Es como la diferencia entre la gallina y el cerdo en el plato de huevos con tocino. Por mucho que digamos estar comprometidos con la educación pública (como la gallina), no estamos involucrados en ella (como el cerdo).
Es irónico que la mayoría de quienes dirigen la educación pública u opinan sobre ella, eduquemos a nuestros hijos en colegios privados. Yo, el primero.
Con mucho esfuerzo, mis padres clasemedieros me matricularon en un colegio privado. Sin mucho pensarlo, repetí la práctica con mis hijos y pagué las cuotas elevadas. No estoy solo. Igual entre ministros y viceministros de educación, presidentes, sindicalistas, columnistas y empresarios. Queriendo lo mejor para los propios hijos, la mayoría pone a sus hijos en colegios privados, a la vez que opina sobre la educación pública.
Así que abogar por una educación pública universal sonará a hipocresía en el peor de los casos, a irrelevancia en el mejor. Pero igual el cambio no ocurre sino cuando nos cuestionamos a nosotros mismos. ¿Estaremos condenados a repetir en nuestros hijos las decisiones de nuestros padres –entendibles pero desafortunadas– para siempre jamás?
Razones hay de sobra para querer que todos vayamos a la escuela pública, y están documentadas: es más barato, usa más eficientemente los recursos de la sociedad, reduce la distancia entre clases sociales y hace más solidaria a la población. Mejora la calidad de los servicios para los más pobres y homologa la calidad de los egresados, pronto a ser reclutados por el sector empresarial.
Así que basta con ser egoísta para quererlo. Los malos resultados de Guatemala en las pruebas educativas son tanto fruto de la inequidad como de la mala calidad. Si no reducimos diferencias entre educación de ricos y educación de pobres, por más pruebas que hagamos los números de los más desventajados siempre arrastrarán hacia abajo el promedio.

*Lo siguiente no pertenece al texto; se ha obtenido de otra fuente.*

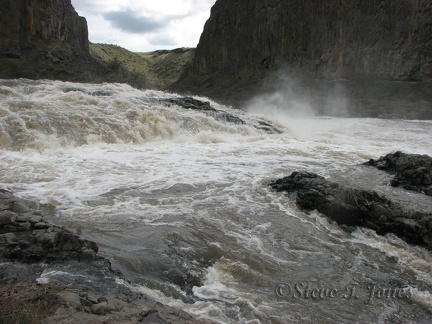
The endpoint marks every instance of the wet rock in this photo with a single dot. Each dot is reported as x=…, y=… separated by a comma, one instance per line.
x=189, y=103
x=204, y=106
x=36, y=256
x=411, y=171
x=101, y=309
x=356, y=207
x=7, y=217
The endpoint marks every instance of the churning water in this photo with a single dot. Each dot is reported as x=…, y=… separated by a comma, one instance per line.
x=179, y=202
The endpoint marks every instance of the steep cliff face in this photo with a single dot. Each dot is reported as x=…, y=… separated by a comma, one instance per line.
x=389, y=39
x=29, y=24
x=48, y=39
x=245, y=41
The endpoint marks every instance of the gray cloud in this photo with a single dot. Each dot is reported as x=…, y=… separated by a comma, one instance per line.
x=130, y=21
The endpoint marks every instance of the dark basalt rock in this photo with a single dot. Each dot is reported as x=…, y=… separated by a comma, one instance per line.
x=356, y=207
x=411, y=171
x=204, y=106
x=24, y=236
x=36, y=256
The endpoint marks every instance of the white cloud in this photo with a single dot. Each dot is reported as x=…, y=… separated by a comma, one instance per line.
x=148, y=25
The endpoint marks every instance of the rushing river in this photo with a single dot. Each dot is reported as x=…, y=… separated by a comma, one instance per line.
x=179, y=202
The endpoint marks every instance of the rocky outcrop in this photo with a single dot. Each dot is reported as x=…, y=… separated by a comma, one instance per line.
x=411, y=171
x=50, y=275
x=245, y=40
x=221, y=115
x=26, y=24
x=356, y=207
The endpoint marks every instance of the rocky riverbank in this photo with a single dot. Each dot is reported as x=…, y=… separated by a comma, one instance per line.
x=350, y=206
x=50, y=275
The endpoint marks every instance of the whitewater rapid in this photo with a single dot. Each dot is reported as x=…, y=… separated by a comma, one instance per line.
x=179, y=201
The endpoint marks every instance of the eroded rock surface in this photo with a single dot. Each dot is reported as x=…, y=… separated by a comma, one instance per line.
x=356, y=207
x=411, y=171
x=49, y=274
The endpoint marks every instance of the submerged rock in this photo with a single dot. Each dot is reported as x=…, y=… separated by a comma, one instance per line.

Lo invito entonces a hacer un experimento mental: ¿qué haría falta para que quienes serán padres dentro de una década, hijos de una clase media que hoy usa el auto en vez del bus, guarda el agua en cisterna con bomba eléctrica y paga seguridad en la colonia, consideraran seriamente poner a sus vástagos en una secundaria pública?
Primero, la educación pública tendría que ser igual, o mejor, a la que hoy consiguen en un colegio privado. Paradójicamente esto ya se cumple, pero en negativo, para todos excepto los poquísimos colegios de élite. Basta dar un vistazo a los peores resultados en las tablas del Ministerio de Educación publicadas al inicio del año por Contrapoder, para ver que los colegios privados son tan capaces de producir mala calidad como el más pobre de los institutos públicos.
Segundo, la educación pública tendría que contratar profesores con igual calidad y en circunstancias comparables a los colegios privados de hoy. De nuevo lo contradictorio es que ya sucede: muchos docentes de la secundaria reparten su esfuerzo entre múltiples instituciones, privadas tanto como públicas. Pienso en mi padre, que como maestro de secundaria, igual encontraba alumnos en los institutos Belén y Aqueche, que en el colegio Americano. Denostar los servicios públicos para ensalzar los privados, nomás por la diferencia en su financiamiento, es un ejercicio en ingenuidad.
No me malentienda. Sí hay diferencias entre público y privado. Pero con frecuencia tienen más que ver con otras cosas, con las oportunidades de aprendizaje. Los chicos en el colegio privado están mejor alimentados, pasan más tiempo en clase, leen en casa y reciben apoyo de sus padres para el aprendizaje. Sus docentes tienen más tiempo para la formación continua. Los textos y materiales están disponibles para todos, y las instalaciones son funcionales.
El motor de estas garantías está en casa, en la comunidad, antes que en la escuela. En esta sociedad desigual, mientras la educación pública sea educación para pobres, será fácil para muchos en la élite y en la clase media desentenderse del derecho universal a una educación de calidad, y sobre todo de la responsabilidad por financiarla. Es como la diferencia entre la gallina y el cerdo en el plato de huevos con tocino. Por mucho que digamos estar comprometidos con la educación pública (como la gallina), no estamos involucrados en ella (como el cerdo).
Conviene hacer memoria para no engañarnos. Todavía la generación de Alvaro Arzú –patricio por antonomasia– se educó en institutos públicos y baratos colegios religiosos. Quienes hoy son ancianos practicaron poesía y ballet en las escuelas tipo federación de Arévalo. Los fundadores de la Universidad Francisco Marroquín, bastión privatizador, fueron hijos de una universidad pública, no lo olvidemos.
¿A qué hora nos perdimos en el camino? Urge superar nuestras taras y prejuicios políticos, el clasismo y el racismo. Difícil, más no imposible. Encima, ¿a quién no le gusta ahorrar?